Running concurrent with the wider festival, NewImages’ mercantile section has become an event unto itself, hosting a global who’s who from the XR scene while helping in no small part to reshape the field. As it stands to welcome nearly 250 participants – roughly half divided between market participants and heavyweight decision makers – this year’s fully in-person event should do little to reverse that trend.
“We’re very international,” says XR market head Ellen Kuo. “With more than half of our participants coming from outside Europe, and with several coming from the U.K., Italy, Denmark, Germany, Switzerland and Poland, I call [our network] Paris beyond Paris.”
Driving this year’s robust turnout are the XR Development Market for projects at earlier phases and the XR Art Fair for those winding down a festival run and looking for distribution – though, as it accounts for 70% of NewImages’ market activity, the development expo is clearly the bigger draw.
“Coming here is the point of entry for non-European content producers,” Kuo explains. “Works-in-progress come to Paris because France is the number one country in terms of resources. From accomplished producers to tech startups to smart distributors, France has the most developed immersive industry.”
This year’s development market spotlights 45 projects selected by Kuo and her team, with the preponderance of titles coming from France, Taiwan and Canada reflecting the three countries where XR investment most flourishes. As to other trends revealed by the various projects, NewImages organizers find a number of shared themes.
“XR has always been used to tell stories that are not visible in mainstream content,” says project manager Manon Blot. “For example, we saw a number that dealt with incarceration, including two that followed the experiences of incarcerated women with children, and that’s not a topic you see very often.”
Alongside projects that explore elements of the LGTBQ+ experience, Blot and Kuo also note a rise in personal documentaries exploring personal histories, citing titles like Michael Kolchesky’s childbirth doc “Breathe” and Sam Butin’s family saga “Normandie” as two illustrative examples.
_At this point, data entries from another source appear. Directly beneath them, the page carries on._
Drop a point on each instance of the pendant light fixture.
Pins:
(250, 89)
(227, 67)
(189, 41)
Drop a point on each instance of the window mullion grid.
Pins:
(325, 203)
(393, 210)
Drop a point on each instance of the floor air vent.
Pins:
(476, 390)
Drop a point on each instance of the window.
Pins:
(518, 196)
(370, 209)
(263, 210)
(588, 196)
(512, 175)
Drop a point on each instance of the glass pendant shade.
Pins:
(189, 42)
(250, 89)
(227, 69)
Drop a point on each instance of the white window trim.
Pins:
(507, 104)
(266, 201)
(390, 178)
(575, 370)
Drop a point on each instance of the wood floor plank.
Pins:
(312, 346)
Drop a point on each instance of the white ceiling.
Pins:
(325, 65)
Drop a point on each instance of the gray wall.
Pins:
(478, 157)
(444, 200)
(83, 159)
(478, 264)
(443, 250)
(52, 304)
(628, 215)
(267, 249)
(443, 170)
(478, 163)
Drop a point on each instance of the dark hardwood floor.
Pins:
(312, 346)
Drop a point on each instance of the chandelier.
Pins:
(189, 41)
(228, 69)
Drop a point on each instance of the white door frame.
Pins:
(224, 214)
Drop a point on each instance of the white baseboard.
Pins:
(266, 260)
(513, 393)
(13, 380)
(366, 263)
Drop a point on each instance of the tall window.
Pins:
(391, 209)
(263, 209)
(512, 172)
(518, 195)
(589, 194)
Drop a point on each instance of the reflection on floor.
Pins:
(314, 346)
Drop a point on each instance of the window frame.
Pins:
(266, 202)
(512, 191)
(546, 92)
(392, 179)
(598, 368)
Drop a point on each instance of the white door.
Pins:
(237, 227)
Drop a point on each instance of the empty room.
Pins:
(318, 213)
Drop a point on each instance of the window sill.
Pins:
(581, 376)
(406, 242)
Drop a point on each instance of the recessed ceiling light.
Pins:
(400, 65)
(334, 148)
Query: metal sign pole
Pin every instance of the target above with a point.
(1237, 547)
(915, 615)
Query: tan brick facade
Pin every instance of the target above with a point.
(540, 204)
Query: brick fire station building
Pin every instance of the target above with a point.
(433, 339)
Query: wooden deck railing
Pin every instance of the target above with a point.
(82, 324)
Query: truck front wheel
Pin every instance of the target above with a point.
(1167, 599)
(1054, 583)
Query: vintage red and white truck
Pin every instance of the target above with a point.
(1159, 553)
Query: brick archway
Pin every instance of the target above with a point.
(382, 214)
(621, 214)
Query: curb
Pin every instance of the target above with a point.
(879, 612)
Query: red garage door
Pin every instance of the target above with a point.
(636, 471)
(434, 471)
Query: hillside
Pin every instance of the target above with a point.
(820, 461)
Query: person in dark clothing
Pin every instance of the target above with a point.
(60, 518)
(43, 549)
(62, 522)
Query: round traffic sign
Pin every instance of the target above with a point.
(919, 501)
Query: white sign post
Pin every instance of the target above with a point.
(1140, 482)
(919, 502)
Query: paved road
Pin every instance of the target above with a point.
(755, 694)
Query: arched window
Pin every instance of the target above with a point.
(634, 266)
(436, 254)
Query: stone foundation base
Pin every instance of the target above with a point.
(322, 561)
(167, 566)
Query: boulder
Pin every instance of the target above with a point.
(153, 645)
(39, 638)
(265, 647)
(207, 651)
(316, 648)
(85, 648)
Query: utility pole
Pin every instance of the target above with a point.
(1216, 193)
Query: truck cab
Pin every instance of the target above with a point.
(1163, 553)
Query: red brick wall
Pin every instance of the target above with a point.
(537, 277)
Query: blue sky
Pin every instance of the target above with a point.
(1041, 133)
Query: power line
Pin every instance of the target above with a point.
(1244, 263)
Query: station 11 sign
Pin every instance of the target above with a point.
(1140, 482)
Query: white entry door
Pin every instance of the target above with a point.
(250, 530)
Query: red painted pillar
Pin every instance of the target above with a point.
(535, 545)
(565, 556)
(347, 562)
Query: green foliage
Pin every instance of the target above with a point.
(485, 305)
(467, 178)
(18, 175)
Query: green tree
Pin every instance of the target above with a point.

While Kolchesky’s mixed-reality doc incorporates 360 footage from her own medical experience with CGI recreations and spatial sound, Butin’s first-person pic blends interactive gameplay with documentary flair to explore his ancestors’ tense journey as they fled Nazi Europe.
“We’re not just seeing 360 movies anymore,” says Blot. “Instead these creators make people feel part of the experience.”
More than 100 projects will take part in this year’s XR Art Fair, which connects finished titles with international distributors that in large part share a certain trait in common. “I think half the companies on the distribution side are French,” says Kuo.
“We have the big three, but we also have smaller ones coming to market to scale up. That’s what we do: Non-Europeans content comes here to [make connections] and we give French professionals an international door. So it goes both ways.”